Segundo o órgão, as operações de crédito, incluindo remessa de divisas ao exterior e vice-versa, empréstimos, adiantamentos, pagamentos e quitações de dívidas, e até câmbio, eram feitas no backoffice da empresa.
De acordo com as investigações, a Telexfree cobrava, por exemplo, tarifas por cada transferência de crédito realizada entre contas-login, sem previsão contratual, o que proporcionou, de parte de 2012 até o início de 2014, uma receita maior, a título de comparação, que a do Banco do Estado do Espírito Santo (Banestes), em 2014 e 2015, cuja arrecadação foi de R$ 159 milhões em tarifas bancárias.
Ainda segundo o MPF, ficou demonstrado que a Telexfree cedeu, por exemplo, por meio de mais de 12 mil operações financeiras, créditos manuais que, uma vez nas contas-login dos divulgadores, eram comercializados para terceiros.
De acordo com o órgão, as contrapartidas financeiras pelas cessões de crédito eram recebidas em contas pessoa-física ou pessoa-jurídica e repassadas aos sócios da empresa, com ganhos no câmbio, uma vez que eram cedidos em dólar e captados em reais, com cotações vantajosas para a Telexfree – até quatro centavos maior que o câmbio do dia.
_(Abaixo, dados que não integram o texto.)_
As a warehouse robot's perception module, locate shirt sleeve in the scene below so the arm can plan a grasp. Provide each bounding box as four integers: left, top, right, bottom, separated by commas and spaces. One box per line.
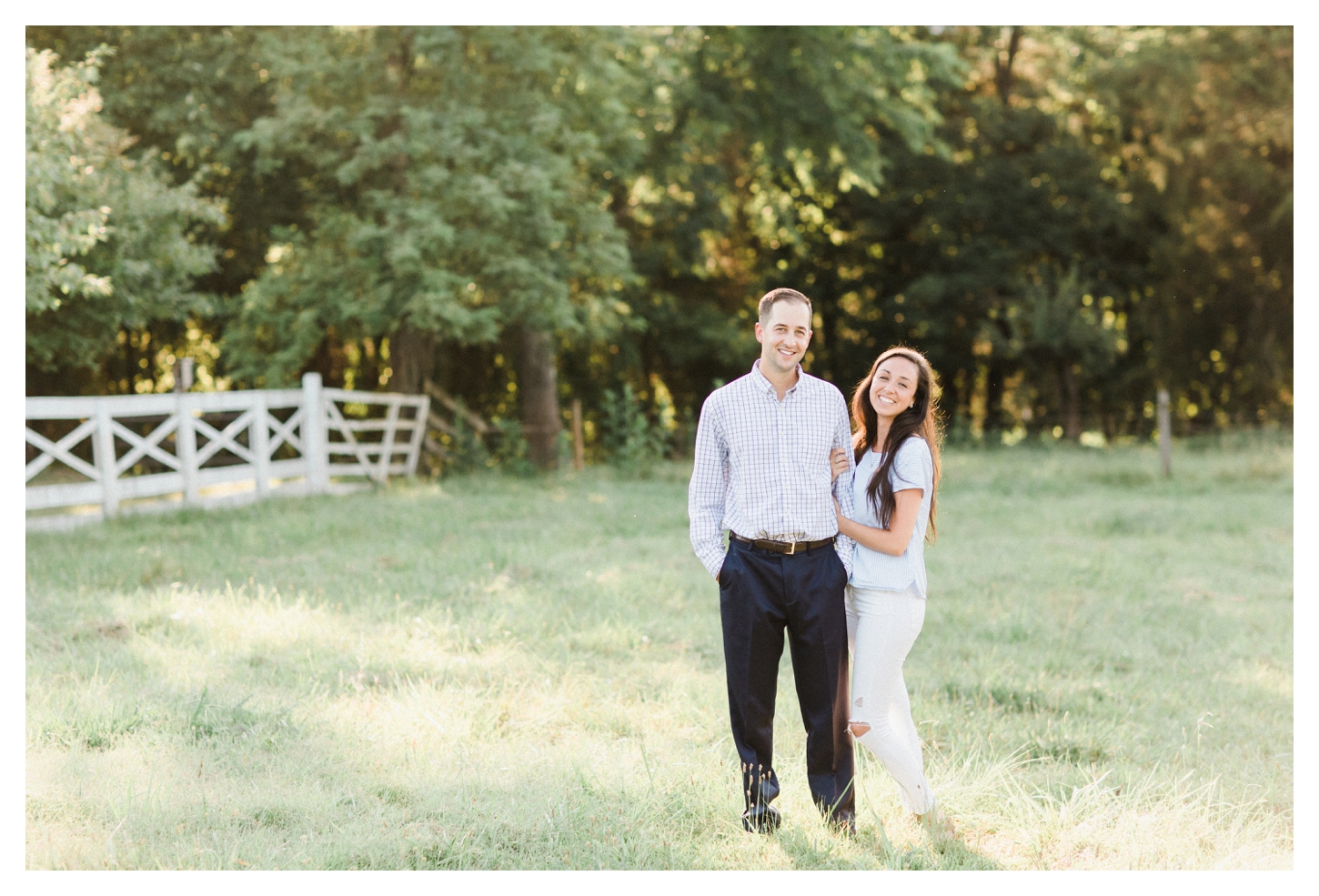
831, 392, 856, 578
687, 396, 728, 578
891, 436, 932, 492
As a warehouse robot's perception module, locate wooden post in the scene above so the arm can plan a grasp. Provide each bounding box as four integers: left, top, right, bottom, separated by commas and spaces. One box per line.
248, 389, 270, 498
174, 357, 196, 392
93, 398, 119, 518
1158, 389, 1173, 479
408, 395, 430, 479
174, 392, 202, 506
378, 395, 404, 484
572, 398, 586, 469
302, 374, 330, 495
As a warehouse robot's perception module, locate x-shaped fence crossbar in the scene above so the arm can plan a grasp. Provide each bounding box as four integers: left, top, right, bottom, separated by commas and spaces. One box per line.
25, 374, 430, 516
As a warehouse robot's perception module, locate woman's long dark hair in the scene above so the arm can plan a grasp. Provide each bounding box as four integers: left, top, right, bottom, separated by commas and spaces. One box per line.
852, 346, 941, 544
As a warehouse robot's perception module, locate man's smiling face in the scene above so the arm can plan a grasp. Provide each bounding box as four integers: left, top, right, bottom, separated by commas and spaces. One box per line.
756, 301, 811, 375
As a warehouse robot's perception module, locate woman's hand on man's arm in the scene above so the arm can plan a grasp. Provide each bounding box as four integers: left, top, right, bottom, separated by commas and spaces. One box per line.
833, 488, 923, 557
829, 448, 850, 481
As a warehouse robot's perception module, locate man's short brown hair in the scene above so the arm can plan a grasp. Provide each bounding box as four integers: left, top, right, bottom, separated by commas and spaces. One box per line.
760, 287, 814, 326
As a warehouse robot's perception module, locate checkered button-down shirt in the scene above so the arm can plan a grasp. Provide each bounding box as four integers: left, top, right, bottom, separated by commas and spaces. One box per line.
687, 359, 853, 577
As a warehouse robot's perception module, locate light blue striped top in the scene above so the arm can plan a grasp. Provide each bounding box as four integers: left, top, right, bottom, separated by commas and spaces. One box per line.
848, 436, 934, 598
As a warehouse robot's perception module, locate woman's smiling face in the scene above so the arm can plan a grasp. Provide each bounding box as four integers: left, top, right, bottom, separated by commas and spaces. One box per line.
871, 355, 921, 421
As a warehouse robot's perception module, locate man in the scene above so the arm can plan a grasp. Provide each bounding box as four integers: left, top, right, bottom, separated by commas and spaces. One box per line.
687, 289, 855, 832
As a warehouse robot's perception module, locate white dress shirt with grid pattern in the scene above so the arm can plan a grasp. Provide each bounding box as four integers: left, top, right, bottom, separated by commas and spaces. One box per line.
687, 359, 853, 578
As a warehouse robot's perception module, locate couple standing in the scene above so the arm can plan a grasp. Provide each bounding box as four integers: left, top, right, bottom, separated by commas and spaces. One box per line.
687, 289, 943, 832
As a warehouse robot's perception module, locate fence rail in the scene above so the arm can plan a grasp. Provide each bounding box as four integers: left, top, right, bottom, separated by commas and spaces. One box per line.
25, 374, 430, 525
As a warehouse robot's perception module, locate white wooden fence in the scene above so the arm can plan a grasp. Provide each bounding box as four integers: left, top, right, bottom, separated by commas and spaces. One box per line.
26, 374, 430, 525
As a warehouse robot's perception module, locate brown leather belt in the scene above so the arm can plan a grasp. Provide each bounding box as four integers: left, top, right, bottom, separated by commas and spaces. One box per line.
728, 532, 833, 556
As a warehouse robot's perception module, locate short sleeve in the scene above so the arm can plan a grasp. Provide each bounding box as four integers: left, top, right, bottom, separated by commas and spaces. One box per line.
893, 436, 934, 492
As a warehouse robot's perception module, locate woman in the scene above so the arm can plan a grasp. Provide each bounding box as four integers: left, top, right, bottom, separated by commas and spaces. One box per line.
830, 346, 951, 835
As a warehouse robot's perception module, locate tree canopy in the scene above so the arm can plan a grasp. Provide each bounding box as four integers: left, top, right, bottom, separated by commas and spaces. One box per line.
27, 26, 1293, 462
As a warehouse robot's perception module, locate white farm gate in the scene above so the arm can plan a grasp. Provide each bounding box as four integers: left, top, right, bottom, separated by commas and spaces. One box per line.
26, 374, 430, 524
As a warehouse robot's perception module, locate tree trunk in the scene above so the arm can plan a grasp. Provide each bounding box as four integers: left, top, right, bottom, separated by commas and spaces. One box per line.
1062, 363, 1081, 442
519, 328, 559, 469
389, 321, 436, 395
993, 25, 1021, 106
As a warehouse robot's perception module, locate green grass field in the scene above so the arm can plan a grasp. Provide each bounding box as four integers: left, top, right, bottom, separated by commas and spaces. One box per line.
26, 439, 1293, 869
Segundo a denúncia, os recrutadores e denunciados, principalmente após o bloqueio das atividades da empresa, ocorrido em junho de 2013, possibilitaram que a pirâmide continuasse funcionando e serviram de “testa de ferro” para os mentores do esquema, concorrendo para o funcionamento irregular da instituição financeira, à margem de qualquer controle do Sistema Financeiro Nacional.
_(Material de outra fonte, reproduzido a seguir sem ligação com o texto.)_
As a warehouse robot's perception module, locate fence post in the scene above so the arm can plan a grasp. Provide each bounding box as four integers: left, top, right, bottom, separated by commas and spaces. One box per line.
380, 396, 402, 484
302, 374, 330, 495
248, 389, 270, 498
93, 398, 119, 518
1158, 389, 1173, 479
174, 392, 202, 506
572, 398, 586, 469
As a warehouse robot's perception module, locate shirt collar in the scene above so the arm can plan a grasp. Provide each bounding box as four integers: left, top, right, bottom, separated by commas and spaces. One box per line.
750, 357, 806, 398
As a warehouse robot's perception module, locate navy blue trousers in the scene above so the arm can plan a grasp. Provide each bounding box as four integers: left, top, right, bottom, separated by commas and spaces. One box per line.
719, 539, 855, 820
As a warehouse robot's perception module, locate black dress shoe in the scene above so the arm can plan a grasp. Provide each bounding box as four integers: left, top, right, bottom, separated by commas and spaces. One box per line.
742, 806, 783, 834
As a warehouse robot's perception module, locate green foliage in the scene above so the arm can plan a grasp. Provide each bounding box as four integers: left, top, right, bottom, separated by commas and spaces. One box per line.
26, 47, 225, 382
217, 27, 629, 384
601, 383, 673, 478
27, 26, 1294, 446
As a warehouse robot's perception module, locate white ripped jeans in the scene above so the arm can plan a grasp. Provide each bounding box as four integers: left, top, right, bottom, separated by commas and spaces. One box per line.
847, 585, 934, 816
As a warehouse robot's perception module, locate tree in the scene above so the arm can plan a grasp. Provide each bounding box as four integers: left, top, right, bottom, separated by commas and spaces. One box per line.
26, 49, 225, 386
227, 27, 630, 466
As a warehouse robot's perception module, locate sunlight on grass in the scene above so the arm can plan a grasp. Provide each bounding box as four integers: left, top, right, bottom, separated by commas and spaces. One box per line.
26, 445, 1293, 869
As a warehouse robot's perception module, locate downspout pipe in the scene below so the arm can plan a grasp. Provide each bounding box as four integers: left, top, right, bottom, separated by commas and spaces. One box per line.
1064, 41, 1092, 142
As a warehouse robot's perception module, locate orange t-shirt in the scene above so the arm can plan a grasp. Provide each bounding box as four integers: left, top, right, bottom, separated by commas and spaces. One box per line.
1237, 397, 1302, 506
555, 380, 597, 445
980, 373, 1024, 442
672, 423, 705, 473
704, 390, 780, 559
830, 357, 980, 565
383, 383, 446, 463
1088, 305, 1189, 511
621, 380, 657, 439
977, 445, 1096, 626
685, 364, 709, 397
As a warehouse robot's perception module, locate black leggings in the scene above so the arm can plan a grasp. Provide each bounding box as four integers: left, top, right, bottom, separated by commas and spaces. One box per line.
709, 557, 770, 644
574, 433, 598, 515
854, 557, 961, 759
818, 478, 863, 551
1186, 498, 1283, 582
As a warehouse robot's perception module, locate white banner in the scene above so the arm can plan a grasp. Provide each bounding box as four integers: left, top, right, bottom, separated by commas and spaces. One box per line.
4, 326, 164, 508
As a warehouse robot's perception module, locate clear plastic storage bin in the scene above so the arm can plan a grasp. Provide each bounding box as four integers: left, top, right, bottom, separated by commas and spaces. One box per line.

Laudo pericial da EY (antiga Ernst & Young), feito na ação civil pública movida no Acre contra a empresa e compartilhada para utilização nas investigações feitas no Espírito Santo, mostra que 2% da população brasileira – cerca de 4 milhões de pessoas – foram cadastradas na Telexfree. Além disso, apenas 0,23% dos minutos disponibilizados pelo Voip – produto comercializado pela Telexfree – teria sido utilizado.
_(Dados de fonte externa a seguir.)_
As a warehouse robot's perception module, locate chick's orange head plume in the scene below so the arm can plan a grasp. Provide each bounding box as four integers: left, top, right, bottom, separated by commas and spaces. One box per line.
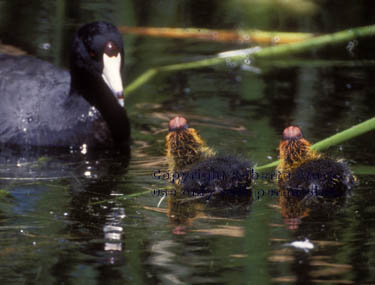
279, 123, 320, 172
169, 116, 189, 132
283, 126, 303, 140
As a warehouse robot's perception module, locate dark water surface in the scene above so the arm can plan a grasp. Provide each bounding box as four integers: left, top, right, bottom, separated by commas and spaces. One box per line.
0, 0, 375, 284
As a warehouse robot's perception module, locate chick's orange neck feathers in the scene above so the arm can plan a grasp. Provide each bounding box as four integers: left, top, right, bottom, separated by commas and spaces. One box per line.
278, 126, 320, 172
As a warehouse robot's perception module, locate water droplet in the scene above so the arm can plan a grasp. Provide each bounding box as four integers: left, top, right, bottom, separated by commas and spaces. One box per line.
40, 43, 51, 50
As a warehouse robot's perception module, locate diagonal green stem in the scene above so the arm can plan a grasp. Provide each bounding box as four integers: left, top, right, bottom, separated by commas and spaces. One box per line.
255, 118, 375, 171
124, 25, 375, 96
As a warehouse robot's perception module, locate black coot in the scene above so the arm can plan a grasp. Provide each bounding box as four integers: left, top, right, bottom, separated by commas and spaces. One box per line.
0, 22, 130, 147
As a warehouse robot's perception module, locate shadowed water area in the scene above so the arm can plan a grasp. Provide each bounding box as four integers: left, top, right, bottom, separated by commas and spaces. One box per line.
0, 0, 375, 284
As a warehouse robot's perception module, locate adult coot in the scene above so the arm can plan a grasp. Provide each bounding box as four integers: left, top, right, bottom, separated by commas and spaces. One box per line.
166, 116, 252, 198
278, 126, 355, 198
0, 22, 130, 147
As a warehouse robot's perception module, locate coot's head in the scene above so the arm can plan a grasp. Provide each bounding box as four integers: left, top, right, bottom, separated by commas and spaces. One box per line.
165, 116, 213, 170
279, 126, 320, 171
70, 22, 124, 106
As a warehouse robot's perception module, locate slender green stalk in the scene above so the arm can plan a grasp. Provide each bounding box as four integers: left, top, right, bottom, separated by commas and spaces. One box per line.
124, 25, 375, 96
255, 118, 375, 171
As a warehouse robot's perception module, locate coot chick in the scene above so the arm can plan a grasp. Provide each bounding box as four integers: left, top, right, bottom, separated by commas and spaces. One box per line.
166, 116, 252, 196
278, 126, 355, 198
0, 22, 130, 147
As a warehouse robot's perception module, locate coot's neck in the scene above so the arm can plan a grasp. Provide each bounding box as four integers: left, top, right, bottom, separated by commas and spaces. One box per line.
70, 68, 130, 144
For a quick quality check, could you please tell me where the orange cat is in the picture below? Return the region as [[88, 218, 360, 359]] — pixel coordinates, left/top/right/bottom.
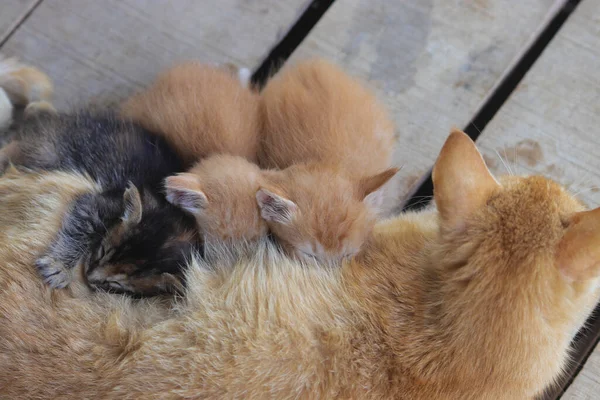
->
[[165, 155, 396, 261], [122, 62, 259, 165], [0, 132, 600, 400]]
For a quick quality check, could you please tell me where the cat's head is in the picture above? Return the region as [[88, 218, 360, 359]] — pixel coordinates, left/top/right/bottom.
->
[[256, 164, 397, 262], [165, 155, 267, 243], [86, 185, 198, 296], [432, 131, 600, 387]]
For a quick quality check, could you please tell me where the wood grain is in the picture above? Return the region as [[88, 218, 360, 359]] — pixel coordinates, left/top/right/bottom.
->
[[0, 0, 38, 43], [562, 346, 600, 400], [2, 0, 309, 108], [292, 0, 564, 214], [478, 0, 600, 400]]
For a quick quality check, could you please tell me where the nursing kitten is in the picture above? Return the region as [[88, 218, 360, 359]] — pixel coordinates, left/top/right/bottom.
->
[[259, 60, 394, 177], [257, 60, 397, 260], [165, 155, 396, 261], [0, 58, 197, 295], [122, 62, 259, 167], [166, 57, 397, 261], [0, 132, 600, 400], [165, 155, 268, 244], [0, 109, 196, 294]]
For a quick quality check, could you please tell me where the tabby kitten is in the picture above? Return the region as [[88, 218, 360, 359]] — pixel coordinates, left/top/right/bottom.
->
[[0, 132, 600, 400], [0, 58, 196, 295]]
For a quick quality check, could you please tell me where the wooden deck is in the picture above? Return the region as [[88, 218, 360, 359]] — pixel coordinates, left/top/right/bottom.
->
[[0, 0, 600, 399]]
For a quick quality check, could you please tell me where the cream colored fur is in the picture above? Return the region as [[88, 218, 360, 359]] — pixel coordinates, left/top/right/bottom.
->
[[0, 133, 600, 400]]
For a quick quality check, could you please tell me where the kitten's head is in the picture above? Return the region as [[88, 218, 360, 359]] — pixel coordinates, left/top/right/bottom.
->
[[432, 131, 600, 387], [86, 185, 198, 296], [165, 155, 267, 243], [256, 164, 397, 261]]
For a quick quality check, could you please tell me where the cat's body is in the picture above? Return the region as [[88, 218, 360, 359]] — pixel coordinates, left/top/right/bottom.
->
[[0, 130, 600, 400], [0, 57, 197, 295], [122, 62, 259, 167]]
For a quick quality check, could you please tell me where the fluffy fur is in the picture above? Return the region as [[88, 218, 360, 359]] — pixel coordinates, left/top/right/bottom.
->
[[165, 155, 396, 262], [166, 61, 397, 261], [0, 53, 54, 133], [0, 132, 600, 400], [260, 60, 394, 177], [122, 62, 259, 166], [165, 155, 267, 243]]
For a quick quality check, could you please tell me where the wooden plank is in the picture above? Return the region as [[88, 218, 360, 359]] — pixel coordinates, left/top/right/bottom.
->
[[478, 0, 600, 399], [292, 0, 564, 212], [0, 0, 39, 43], [562, 340, 600, 400], [2, 0, 309, 108]]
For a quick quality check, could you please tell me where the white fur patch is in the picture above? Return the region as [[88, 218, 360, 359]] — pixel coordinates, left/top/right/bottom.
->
[[238, 68, 252, 88], [0, 88, 13, 133]]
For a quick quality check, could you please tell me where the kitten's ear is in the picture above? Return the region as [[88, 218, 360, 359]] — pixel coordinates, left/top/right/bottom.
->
[[556, 208, 600, 281], [432, 129, 500, 229], [121, 182, 143, 225], [165, 173, 208, 214], [358, 168, 400, 208], [256, 188, 298, 225]]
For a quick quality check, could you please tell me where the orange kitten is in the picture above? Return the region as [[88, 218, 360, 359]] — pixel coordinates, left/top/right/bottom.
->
[[256, 163, 397, 262], [259, 60, 394, 177], [166, 61, 397, 260], [122, 62, 259, 165], [165, 155, 267, 242], [0, 132, 600, 400], [165, 155, 396, 261]]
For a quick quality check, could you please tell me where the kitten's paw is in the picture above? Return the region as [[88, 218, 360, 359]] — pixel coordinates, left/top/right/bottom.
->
[[0, 54, 53, 106], [35, 256, 71, 289]]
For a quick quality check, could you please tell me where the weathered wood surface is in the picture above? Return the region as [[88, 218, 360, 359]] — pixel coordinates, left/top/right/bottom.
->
[[292, 0, 564, 212], [478, 0, 600, 400], [1, 0, 309, 108], [0, 0, 38, 43], [562, 346, 600, 400]]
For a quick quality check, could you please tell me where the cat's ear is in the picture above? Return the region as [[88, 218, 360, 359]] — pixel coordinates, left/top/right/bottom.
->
[[358, 168, 400, 208], [432, 129, 500, 229], [556, 208, 600, 281], [256, 188, 298, 225], [121, 182, 143, 225], [165, 173, 208, 214]]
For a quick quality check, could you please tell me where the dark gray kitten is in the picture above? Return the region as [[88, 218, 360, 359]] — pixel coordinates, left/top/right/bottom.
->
[[0, 111, 198, 295]]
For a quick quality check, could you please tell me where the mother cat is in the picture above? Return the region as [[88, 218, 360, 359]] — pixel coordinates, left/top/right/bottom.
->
[[0, 132, 600, 399]]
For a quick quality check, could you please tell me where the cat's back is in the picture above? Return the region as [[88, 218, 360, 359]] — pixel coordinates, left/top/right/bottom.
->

A reportagem do jornal online Folha Vitória entrou em contato com o escritório de advocacia que representa a Telexfree. Segundo a defesa, a companhia por enquanto não vai se manifestar sobre as acusações, já que os advogados ainda estão reunindo todas as denúncias e analisando os documentos. A defesa da Telexfree, no entanto, classificou como inconsistentes as investigações a respeito da empresa.